Não lhe disse Zé Ronald? Foi só o tema voltar à baila e as almas sebosas, sempre de prontidão, já despejaram um robusto rol de ofensas sobre minha pessoa.
Agradeço sua solidariedade, a de Thomas Bruno, a do Zé Pequeno e às gentis palavras do Zé Edmilson que vieram socorrer-me neste momento de aflição. Mesmo assim, contrariando efusivos pedidos de minha cara metade, irei com vocês quatro ao Cariri lá pelos meados de outubro, conforme já havíamos combinado, pois é quando a chuva dá trégua e assim será mais fácil encontrá-los.
Estimo, Zé Ronald, você fazer aflorar sua paixão pela ciência ao resolver fazer um levantamento estatístico de nossas amadas criaturinhas. Posso ajudá-lo nessa empreitada, vamos catalogá-los, levantar tamanho da população, a distribuição segundo gênero para uma estimativa quanto ao número de machos e fêmeas aptos a reprodução, o número de filhotes e o crescimento vegetativo dessa comunidade. Encarrego-me de organizar os dados obtidos e Thomas Bruno se prontificou em levar essa pesquisa ao nosso IBGE. Depois dessa nova aventura não quero mais tocar no assunto, pois passei da idade e do peso de suportar certas ofensas. Vou me recolher, certo de que fiz minha parte. Hoje pela última vez ainda farei, a pedido de Zé Pequeno, algumas considerações.
Creio que a presença deles nesse cantinho espremido entre o Seridó e o Pajeú se dá devido à considerável criação de caprinos tratados à pasto (no caso, entre os espinhosos pés de jurema). Além das travessuras de fazer trança em égua,
Mas vamos esclarecer: Saci é traquinas, buliçoso, mas não é mau. São arteiros, mas têm coração da melhor qualidade. A vocês meus quatro soldados de nossas mais puras tradições, vou fazer chegar alguns volumes que separam a lenda da realidade e vocês irão se abastecer de informações importantes. A literatura que deixarei com vocês permitirá que separem o mito da realidade. Mas prometi a Zé Ronald, contar hoje nesta gazeta como os vi pela primeira vez. Foi assim.
Era um 1º de maio, o de 1957. É quando o frio começa a dar as caras lá pelas bandas da Mantiqueira. Meu avô, o Vico, o irmão dele, o Miro e mais eu que ainda não completara 7 anos, já de manhãzinha, saímos aboletados no jeep do Dito da Mata que nos deu carona até os altos do Baú, onde à época acabavam as estradas e dali para frente, só trilhas nas matas de araucária e pinho bravo.
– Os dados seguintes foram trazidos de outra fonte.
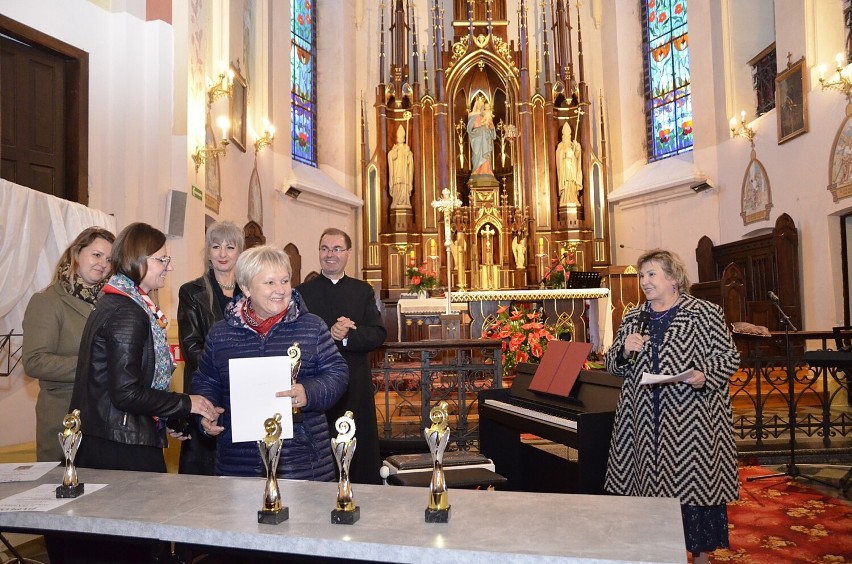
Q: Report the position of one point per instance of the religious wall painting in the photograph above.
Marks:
(756, 195)
(212, 178)
(840, 163)
(791, 101)
(239, 108)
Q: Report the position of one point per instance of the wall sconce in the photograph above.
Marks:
(742, 130)
(841, 84)
(224, 86)
(266, 139)
(203, 154)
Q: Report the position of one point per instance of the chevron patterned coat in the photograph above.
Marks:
(694, 457)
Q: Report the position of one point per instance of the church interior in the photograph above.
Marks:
(491, 142)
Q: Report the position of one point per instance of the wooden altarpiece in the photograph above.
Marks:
(510, 225)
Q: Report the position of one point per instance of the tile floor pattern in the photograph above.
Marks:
(830, 476)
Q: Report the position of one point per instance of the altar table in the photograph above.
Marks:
(484, 525)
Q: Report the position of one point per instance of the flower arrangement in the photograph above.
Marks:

Fomos colher pinhão. Não só colhê-los. mas assá-los em fogo feito com galhos e folhas pinheiro. Tudo certo, meu avô, o tio e eu já havíamos colhido uma saca daquelas sementes apetitosas. Então, acendemos o fogo e ficamos esperando estouros na fogueira que anunciam que o pinhão está no ponto.
Aí é que se deu o fato. Depois de mais de hora de caminhada, Tio Miro disse ao meu avô: Nós já passamos por aqui e não faz muito tempo. Estávamos caminhando em círculo. E tio Miro ainda disse: Vico, estamos perdidos. Andamos mais um pouquinho e achamos uma clareira. Ali, meu avô que era muito sabido e já lera as aventuras de Marco Polo, sugeriu que esperássemos anoitecer. À noite, segundo ele, era só olhar para o céu, encontrar o Cruzeiro do Sul, prolongar o braço imaginário da cruz, o maior, umas quatro vezes até o horizonte. Ali estaria o Sul, atrás o Norte e à esquerda o Leste que deveria indicar nossa rota.
Acontece que a noite foi chegando, não com o céu estrelado como prevíamos, mas com nuvens espessas e cadê a constelação que permitiria ao meu avô tirar-nos dali? Fizemos uma fogueira para dar um tempinho. Quem sabe as nuvens se dissipariam. Nada. Até que meu avô, no chegar da escuridão, nos apontou um bando de vaga-lumes. Não são vagalumes, disse tio Miro, são sacis.
Meu avô pediu que eu jamais contasse isso a alguém, pois certamente iriam pensar que estávamos perdendo o juízo e tio Miro fez-me jurar que eu não os tiraria do coração. Só hoje estou quebrando o pacto que fiz com meu avô. Quanto à promessa, fica tranquilo tio querido, eu ainda os tenho no coração, pois essas lembranças é o que ainda me fazem inaugurar a vida todas as manhãs.